Ethiopian philosopher of 17th century

Walda Heywat (Amharic: ወልደ ሕይወት Wäldä Həywät; 1633–1710), also called Mitku, was an Ethiopian philosopher. He was the beloved disciple of Zera Yacob, who wrote a well regarded work on the nature of truth and reason. Heywat took his mentor’s work and expanded upon it, addressing issues encountered by Ethiopians of that time.

==Biography==
Walda Heywat was one of the sons of Habtu, a rich Ethiopian merchant from Emfraz, and the student of Zera Yacob, whose work he continued in his Treatise of Walda Heywat, written in Ge'ez. Walda Heywat was the son of Habta Egziabher (also called Habtu), a friend of Zera Yacob in Emfraz, where Zera Yacob spent the second part of his life. Zera Yacob was the teacher of the sons of Habtu and introduced Walda Heywat to his philosophy.

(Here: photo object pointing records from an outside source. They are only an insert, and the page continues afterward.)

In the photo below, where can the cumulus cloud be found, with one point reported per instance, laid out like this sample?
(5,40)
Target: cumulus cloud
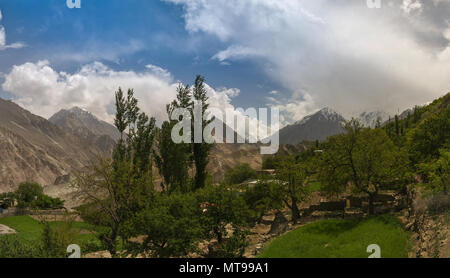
(335,53)
(44,91)
(3,44)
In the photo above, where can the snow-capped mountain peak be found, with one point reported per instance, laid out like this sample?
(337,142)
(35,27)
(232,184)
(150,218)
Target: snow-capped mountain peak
(370,119)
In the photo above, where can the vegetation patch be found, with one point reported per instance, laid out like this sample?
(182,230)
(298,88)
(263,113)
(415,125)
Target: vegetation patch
(338,238)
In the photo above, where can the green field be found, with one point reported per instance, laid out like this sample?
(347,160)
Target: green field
(30,230)
(338,238)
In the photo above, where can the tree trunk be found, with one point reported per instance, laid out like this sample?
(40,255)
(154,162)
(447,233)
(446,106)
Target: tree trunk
(371,204)
(295,210)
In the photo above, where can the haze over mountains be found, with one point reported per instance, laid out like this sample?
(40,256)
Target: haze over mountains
(35,149)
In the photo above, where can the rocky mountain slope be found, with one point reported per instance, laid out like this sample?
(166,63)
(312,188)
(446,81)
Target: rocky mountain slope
(34,149)
(82,124)
(318,126)
(370,119)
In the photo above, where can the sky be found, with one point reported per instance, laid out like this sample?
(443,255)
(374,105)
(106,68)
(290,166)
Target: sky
(298,56)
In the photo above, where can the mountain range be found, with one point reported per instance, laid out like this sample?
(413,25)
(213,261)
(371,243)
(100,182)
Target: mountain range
(34,149)
(48,151)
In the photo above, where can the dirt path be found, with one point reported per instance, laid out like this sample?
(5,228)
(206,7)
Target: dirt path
(5,230)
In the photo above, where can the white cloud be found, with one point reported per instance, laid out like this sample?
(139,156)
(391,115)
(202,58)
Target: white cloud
(44,91)
(409,6)
(335,53)
(158,71)
(236,52)
(3,44)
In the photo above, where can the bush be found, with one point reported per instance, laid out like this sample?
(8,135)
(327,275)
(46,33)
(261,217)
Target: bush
(13,247)
(239,174)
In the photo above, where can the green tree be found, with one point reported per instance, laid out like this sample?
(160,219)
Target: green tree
(240,173)
(263,197)
(438,172)
(174,160)
(430,136)
(292,177)
(223,208)
(170,225)
(200,150)
(27,193)
(116,190)
(363,158)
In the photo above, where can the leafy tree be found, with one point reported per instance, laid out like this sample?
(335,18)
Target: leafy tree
(174,160)
(364,158)
(7,200)
(239,174)
(263,197)
(200,150)
(223,208)
(292,177)
(170,225)
(27,193)
(271,162)
(430,136)
(438,172)
(117,190)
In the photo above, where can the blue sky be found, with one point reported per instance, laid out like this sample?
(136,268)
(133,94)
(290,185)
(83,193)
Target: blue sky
(296,55)
(52,32)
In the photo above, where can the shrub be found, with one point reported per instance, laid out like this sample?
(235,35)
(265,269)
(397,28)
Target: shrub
(239,174)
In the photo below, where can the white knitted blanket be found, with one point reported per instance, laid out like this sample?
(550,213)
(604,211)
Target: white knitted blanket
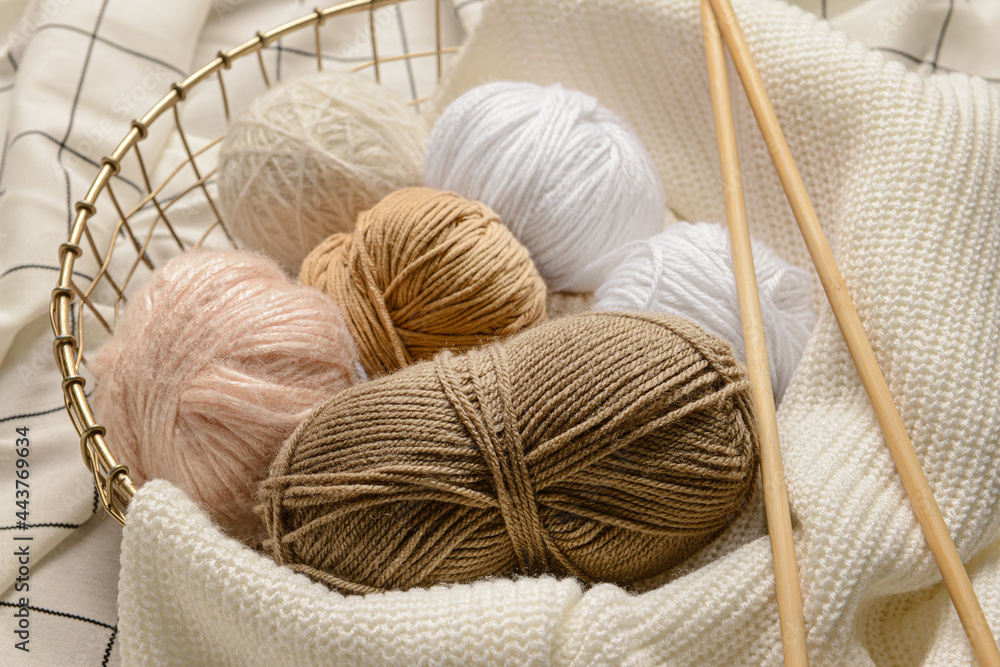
(904,174)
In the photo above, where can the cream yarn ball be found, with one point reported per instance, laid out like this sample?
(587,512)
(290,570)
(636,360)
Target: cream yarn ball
(568,177)
(687,270)
(309,155)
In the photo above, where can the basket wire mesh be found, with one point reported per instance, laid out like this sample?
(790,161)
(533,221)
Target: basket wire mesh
(116,234)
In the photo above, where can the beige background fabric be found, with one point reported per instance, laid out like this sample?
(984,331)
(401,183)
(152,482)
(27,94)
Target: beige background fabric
(73,75)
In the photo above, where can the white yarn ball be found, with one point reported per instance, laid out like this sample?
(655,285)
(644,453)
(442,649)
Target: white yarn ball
(687,270)
(568,177)
(309,155)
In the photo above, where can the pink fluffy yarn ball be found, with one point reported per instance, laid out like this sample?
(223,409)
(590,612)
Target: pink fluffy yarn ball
(215,361)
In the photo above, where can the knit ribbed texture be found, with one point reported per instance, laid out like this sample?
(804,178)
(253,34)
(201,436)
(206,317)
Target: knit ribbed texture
(606,446)
(904,173)
(426,270)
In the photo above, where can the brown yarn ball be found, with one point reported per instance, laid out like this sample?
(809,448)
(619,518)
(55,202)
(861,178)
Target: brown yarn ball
(426,270)
(608,446)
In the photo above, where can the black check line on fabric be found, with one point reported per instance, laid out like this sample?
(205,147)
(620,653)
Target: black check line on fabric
(104,40)
(944,28)
(21,267)
(75,617)
(40,413)
(61,614)
(111,643)
(920,61)
(62,146)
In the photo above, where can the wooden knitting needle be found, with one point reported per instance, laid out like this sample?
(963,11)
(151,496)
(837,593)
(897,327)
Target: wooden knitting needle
(779,522)
(925,507)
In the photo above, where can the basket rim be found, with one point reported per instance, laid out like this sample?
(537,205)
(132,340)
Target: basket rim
(115,488)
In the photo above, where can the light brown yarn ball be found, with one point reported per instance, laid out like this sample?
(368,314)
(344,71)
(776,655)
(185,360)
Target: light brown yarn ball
(426,270)
(309,155)
(608,446)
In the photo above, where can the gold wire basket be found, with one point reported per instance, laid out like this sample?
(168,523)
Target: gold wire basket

It was Walda Heywat who encouraged Zera Yacob to write his treatise Hatata, describing both his life and his thoughts.

==Philosophical work==
The personality of Walda Heywat comes out clearly from the analysis of his social ethics. Being a disciple of Zera Yacob and heavily influenced by his master's thought, he wrote his Treatise to explore and explain the ideas of his teacher. Although Zera Yacob's ideas were relatively individualistic, Walda Heywat was a social ethicist. In his writing, Walda Heywat states, "God did not create me only for myself, but placed me in the midst of other created [men] who are equal to me." He also adds, "Man cannot come to existence, grow, and serve by himself without the help of other men."